There is obviously a problem with abuse of power and trust, but that exists with all types of government action, more so with enforcement, would you not give up your privacy so that you don't need to lock your door anymore? letting your kid go play without chaperones?

Not to mention such arguments as the immense convenience of everything being connected and knowing who you are.

I think the problem is exactly what you mentioned: abuse. Corruption is a hard, unsolved problem. If we had a solution for corruption, I'd be all for everything being connected. But we don't, not even close. Historically, we know detailed information about people is very useful to anyone in power that has a problem with those people.
> Is it though? the talk about privacy often ignores what lack of privacy could potentially mean. A fully covered surveillance state with proper AI and fast respondent police can get rid of entire types of crimes entirely. Burglary, Rubbery, Kidnapping, stranger rape, many types of violent outside crimes.

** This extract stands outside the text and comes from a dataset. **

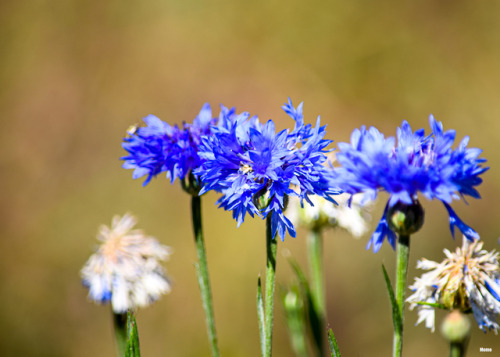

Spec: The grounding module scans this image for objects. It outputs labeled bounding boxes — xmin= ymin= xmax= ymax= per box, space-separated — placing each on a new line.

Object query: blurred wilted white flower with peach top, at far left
xmin=81 ymin=214 xmax=171 ymax=313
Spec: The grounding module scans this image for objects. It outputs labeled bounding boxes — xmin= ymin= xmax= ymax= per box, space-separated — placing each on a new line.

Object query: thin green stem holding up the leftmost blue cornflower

You're missing some crimes from your list: being part of a minority political party, disparaging the ruling party, expressing dissent, failing to adhere to formalized social norms, being an "undesirable". I could go on.

No, these are not crimes today. But if the apparatus you describe was in place, they could easily be made crimes and you couldn't stop it. Because the moment you tried, you'd be whisked away.

We have already traded enough freedom for security. We wage war in the name of liberation and freedom and we turn around and do the opposite at home. This trade has diminishing returns and to me the gains are quite low. Just look at China and Russia. Are these the societies we should strive for? And in regards to this particular project... why doesn’t google do this in their own country, let’s see how it would play out in their own backyard.
I don’t get it. No proposed design even exists yet, so how can claims of surveillance have legal merit? It is possible to create smart autonomous systems that don’t have PII. They’re suing over assumptions.
Finally a horrible Google product that can be vandalized! Spray cans for the cameras and monitors, glue and isolation foam spray for everything else! Those street cleaning robots wont last very long neither.